As we all know, the culture of healthcare remains very fearful and defensive around the management of adverse medical events. While many hospitals advertise robust policies for disclosure and apology in order to be in regulatory compliance, most organizations do a very poor job of implementation. In the process of communication with patients and families around these events, there is an inherent compulsion to have every contingency covered before any conversation is initiated with a patient or family (it took me five months of active engagement to organize a meeting between my patient and the hospital administration following my adverse event (see May 2 posting); it happened then only with great reluctance and trepidation).
Patients and families will tell you that they don’t expect all the answers when communication is initiated, but that they do expect updates in real time as the information becomes available. The cultural mindset to overcome on the provider side is that we want the communication to be pragmatic, comprehensive and finite (a project) while patients and families want an ongoing process of authentic communication. We want to use empathy (we don’t want to express how we feel) and patients look for sympathy (they want to know that we feel). When we communicate with such misalignment, anger and eroded trust on part of patients and families is the norm.
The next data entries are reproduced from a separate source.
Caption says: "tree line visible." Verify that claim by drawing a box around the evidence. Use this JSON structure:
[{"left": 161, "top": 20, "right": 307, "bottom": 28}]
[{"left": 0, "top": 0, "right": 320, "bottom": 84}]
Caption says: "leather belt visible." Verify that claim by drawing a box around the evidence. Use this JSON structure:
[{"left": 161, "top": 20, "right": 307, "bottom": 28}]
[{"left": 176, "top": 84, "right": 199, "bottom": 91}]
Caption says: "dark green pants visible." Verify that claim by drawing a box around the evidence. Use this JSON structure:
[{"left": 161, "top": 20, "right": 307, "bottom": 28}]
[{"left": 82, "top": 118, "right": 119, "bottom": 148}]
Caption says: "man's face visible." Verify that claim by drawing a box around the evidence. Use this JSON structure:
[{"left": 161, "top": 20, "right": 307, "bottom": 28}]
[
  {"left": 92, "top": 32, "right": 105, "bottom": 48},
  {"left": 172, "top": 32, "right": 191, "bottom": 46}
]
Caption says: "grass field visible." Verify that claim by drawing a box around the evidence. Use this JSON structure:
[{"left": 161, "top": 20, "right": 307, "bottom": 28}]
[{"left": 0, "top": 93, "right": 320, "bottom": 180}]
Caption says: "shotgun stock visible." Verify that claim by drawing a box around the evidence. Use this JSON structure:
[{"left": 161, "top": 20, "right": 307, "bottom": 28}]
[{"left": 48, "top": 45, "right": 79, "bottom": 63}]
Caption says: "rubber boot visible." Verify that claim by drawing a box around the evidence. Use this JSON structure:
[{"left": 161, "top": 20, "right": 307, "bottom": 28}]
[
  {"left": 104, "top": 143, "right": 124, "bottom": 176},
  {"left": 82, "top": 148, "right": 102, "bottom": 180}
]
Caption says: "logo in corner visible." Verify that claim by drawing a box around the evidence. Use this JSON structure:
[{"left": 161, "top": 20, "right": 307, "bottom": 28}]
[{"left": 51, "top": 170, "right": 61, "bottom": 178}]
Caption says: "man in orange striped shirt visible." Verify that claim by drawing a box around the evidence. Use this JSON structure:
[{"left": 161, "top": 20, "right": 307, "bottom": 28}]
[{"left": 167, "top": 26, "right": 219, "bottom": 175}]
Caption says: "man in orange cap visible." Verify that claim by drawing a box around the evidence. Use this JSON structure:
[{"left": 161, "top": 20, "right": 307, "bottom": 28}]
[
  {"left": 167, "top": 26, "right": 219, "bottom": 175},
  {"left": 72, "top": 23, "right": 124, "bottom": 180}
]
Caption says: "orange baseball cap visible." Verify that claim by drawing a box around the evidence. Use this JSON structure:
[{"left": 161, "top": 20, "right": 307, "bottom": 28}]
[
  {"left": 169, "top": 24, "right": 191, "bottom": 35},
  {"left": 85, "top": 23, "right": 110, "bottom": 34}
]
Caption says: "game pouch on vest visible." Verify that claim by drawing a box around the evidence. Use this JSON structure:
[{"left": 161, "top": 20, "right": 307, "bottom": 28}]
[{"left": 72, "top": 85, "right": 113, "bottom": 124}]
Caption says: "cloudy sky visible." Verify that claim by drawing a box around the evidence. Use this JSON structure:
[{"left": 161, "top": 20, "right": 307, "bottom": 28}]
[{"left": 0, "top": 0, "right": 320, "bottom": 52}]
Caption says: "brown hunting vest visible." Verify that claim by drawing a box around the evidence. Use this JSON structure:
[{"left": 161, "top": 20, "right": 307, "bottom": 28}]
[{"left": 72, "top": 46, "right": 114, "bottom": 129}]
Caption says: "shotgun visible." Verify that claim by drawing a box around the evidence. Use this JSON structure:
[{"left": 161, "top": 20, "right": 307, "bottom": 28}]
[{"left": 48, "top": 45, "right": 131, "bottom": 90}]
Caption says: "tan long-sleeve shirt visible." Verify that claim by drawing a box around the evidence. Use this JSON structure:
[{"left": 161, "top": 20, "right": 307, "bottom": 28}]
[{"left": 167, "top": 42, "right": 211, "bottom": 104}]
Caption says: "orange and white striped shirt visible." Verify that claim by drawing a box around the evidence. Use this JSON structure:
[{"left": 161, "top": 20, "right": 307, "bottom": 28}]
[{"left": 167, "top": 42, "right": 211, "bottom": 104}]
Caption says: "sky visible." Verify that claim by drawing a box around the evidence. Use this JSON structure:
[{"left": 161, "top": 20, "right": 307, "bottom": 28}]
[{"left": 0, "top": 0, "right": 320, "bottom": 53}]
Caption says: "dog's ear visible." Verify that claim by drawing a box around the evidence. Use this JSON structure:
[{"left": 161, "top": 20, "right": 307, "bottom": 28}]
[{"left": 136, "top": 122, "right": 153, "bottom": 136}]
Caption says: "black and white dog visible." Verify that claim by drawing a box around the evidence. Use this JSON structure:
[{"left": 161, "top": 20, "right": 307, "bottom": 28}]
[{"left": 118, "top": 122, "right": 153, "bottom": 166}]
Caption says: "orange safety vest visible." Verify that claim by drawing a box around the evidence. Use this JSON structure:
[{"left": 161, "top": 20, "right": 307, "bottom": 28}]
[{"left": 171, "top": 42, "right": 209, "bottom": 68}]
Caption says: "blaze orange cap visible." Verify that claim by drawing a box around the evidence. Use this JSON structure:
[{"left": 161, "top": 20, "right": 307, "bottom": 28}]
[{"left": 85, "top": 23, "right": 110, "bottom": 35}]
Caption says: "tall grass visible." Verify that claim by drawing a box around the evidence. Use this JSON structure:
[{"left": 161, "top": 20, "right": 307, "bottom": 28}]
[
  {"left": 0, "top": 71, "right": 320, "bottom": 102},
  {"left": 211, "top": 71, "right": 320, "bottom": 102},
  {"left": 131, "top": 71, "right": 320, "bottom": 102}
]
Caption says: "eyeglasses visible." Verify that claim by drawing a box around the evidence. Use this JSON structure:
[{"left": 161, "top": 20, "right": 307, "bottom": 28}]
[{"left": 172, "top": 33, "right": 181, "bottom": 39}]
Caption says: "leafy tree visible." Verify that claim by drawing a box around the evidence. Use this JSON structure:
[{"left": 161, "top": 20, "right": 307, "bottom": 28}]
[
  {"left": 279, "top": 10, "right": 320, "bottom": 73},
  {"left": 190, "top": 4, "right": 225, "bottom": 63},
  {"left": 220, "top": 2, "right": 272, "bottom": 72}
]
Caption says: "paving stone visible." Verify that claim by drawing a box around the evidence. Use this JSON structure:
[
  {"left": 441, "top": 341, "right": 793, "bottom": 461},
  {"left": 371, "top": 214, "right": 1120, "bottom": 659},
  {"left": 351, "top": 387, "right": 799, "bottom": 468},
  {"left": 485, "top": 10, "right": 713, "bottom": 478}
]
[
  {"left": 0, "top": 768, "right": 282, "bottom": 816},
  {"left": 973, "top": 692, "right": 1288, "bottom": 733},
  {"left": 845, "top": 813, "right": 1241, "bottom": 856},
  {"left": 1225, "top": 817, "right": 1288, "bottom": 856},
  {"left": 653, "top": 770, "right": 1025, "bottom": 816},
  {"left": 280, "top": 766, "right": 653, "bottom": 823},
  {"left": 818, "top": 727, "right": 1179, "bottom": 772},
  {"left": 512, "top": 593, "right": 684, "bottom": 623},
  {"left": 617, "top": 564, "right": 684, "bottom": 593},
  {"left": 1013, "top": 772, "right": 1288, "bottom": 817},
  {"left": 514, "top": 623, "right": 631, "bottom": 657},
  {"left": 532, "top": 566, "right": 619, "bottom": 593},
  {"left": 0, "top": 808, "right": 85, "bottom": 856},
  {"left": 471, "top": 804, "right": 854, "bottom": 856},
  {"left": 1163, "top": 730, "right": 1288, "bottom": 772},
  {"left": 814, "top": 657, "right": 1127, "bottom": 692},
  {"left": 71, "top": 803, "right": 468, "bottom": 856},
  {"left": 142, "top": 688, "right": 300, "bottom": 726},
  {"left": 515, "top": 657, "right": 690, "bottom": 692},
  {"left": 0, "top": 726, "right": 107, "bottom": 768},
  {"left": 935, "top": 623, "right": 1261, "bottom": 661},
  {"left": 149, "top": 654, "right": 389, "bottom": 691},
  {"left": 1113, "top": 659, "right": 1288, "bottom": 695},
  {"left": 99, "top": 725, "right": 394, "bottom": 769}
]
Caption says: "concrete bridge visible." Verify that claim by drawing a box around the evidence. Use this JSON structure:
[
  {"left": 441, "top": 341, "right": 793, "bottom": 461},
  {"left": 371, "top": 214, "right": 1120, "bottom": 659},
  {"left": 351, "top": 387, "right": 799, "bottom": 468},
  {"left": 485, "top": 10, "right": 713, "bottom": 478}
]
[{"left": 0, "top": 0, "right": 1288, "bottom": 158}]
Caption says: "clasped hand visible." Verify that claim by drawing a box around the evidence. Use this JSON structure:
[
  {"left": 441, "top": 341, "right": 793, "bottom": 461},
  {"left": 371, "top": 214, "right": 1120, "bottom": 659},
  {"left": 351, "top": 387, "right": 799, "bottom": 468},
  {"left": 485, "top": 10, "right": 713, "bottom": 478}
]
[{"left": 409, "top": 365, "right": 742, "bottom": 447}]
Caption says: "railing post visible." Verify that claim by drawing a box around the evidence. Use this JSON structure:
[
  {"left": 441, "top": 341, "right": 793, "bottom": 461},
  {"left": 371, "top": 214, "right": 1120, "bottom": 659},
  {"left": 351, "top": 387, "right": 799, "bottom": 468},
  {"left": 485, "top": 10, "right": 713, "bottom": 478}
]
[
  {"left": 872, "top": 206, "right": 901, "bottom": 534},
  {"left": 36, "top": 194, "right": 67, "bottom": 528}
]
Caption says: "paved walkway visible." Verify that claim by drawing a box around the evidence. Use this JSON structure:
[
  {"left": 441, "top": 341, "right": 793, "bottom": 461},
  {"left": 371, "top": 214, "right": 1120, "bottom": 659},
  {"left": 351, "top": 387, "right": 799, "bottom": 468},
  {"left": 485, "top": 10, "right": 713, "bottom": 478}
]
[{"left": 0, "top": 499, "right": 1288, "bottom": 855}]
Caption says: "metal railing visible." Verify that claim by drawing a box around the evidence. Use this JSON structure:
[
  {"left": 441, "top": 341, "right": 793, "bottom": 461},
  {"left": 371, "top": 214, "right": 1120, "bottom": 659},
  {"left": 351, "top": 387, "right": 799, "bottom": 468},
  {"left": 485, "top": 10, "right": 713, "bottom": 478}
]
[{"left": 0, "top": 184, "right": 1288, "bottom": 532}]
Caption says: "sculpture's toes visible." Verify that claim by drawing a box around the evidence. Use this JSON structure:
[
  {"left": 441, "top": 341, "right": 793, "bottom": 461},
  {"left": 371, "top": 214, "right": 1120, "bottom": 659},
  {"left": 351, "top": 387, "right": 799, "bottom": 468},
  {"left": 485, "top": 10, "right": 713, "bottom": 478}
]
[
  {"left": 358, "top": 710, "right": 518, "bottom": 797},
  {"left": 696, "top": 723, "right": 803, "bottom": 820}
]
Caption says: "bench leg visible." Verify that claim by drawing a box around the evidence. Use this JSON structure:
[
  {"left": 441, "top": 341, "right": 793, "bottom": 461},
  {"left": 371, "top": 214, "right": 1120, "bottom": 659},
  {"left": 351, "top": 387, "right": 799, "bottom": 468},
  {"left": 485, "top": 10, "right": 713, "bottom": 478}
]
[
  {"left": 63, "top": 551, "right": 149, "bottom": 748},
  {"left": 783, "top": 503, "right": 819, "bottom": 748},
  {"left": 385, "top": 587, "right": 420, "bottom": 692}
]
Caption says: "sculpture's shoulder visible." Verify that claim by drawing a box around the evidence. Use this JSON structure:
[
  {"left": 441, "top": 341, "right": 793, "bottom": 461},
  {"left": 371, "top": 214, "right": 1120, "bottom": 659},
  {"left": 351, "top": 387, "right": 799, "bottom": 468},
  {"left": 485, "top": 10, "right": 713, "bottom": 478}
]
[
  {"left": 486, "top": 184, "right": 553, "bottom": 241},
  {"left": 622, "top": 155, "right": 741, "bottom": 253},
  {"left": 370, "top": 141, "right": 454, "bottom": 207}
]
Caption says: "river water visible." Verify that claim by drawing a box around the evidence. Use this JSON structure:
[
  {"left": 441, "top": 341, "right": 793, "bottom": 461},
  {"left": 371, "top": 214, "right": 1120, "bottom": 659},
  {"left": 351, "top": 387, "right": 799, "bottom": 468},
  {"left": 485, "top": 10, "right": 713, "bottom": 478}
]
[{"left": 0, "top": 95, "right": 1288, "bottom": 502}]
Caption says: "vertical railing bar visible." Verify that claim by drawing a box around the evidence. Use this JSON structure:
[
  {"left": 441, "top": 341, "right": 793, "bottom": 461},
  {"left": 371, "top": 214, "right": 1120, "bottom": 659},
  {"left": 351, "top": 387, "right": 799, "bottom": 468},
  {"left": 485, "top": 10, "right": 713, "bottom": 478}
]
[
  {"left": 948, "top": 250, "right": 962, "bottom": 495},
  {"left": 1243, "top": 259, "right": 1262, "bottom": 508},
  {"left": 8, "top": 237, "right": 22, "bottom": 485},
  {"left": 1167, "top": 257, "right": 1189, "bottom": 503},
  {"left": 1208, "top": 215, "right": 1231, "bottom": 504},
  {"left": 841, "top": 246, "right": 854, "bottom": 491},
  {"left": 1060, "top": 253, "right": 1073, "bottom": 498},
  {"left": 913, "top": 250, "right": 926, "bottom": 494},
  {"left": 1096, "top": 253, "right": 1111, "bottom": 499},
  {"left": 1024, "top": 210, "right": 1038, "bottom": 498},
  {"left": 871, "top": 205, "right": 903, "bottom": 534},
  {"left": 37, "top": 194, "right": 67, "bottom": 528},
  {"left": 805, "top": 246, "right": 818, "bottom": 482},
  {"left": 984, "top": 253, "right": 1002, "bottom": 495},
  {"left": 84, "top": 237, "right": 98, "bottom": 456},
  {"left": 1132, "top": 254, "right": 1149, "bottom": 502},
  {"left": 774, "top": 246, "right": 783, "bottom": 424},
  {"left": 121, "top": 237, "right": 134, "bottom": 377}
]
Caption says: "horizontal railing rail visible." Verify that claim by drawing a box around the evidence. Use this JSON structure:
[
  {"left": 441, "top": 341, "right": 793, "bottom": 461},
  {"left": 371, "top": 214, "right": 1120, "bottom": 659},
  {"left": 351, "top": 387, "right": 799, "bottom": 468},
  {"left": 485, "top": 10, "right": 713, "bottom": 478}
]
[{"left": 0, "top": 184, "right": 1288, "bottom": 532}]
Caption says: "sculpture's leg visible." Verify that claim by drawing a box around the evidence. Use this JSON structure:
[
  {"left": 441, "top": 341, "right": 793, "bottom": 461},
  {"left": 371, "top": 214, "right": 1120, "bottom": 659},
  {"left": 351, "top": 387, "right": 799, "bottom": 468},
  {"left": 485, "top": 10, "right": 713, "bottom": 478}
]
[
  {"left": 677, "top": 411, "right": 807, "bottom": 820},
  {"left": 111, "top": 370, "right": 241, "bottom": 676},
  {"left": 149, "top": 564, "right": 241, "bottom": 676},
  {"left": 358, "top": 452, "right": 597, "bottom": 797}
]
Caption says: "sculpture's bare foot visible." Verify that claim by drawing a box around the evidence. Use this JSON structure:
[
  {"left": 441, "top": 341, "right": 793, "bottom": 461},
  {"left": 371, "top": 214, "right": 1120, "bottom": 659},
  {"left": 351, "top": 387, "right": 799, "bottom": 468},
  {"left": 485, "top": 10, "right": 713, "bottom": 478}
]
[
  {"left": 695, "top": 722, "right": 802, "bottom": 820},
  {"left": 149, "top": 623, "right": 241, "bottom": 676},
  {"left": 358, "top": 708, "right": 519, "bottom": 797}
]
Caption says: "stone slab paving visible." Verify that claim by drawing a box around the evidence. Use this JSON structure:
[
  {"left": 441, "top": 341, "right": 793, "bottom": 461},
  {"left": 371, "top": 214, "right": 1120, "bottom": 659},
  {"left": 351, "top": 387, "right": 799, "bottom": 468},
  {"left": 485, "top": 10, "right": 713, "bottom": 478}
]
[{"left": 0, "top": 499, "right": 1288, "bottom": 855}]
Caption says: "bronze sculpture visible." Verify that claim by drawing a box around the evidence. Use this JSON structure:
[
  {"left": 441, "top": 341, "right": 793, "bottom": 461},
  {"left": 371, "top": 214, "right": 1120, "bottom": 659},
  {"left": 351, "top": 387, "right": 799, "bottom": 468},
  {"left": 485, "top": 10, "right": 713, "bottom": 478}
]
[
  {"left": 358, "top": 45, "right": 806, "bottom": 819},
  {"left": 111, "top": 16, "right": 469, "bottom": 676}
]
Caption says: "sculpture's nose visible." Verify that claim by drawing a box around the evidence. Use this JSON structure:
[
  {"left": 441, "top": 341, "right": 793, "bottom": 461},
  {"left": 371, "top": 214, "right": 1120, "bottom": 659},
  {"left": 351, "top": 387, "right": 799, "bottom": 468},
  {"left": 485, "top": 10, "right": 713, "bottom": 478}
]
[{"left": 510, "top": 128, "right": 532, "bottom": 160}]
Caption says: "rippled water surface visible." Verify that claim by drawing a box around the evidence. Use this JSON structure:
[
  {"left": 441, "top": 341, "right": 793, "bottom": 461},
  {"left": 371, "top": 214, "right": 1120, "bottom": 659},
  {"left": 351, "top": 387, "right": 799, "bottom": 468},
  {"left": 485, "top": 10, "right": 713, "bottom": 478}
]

This same cultural mindset impedes our attempts to create a compassionate and supportive work environment. We exercise the identical pattern of poor communication with each other every day without realizing it. I had such an experience when I was doing some quality improvement consulting at a hospital. As is the case in most hospitals, there had been many previous improvement projects at this institution where leadership had failed to follow through with the recommended changes. There was a tremendous amount of anger and skepticism on part of the staff with yet another initiative when we began. However, our engagement managed to re-instill excitement into the improvement process, largely because we had empowered and supported the teams comprised primarily of frontline staff to identify and to solve the problems themselves. Respect and authentic communication set the standard. The teams worked hard and came up with some very significant system-based improvement ideas. At the end of our engagement, we submitted the teams’ recommendations to the hospital leadership for review and approval, while the teams anxiously awaited their response. While most of the suggested improvements were relatively small investments, there were some larger investments that had to be taken into deeper consideration before leadership could make a decision.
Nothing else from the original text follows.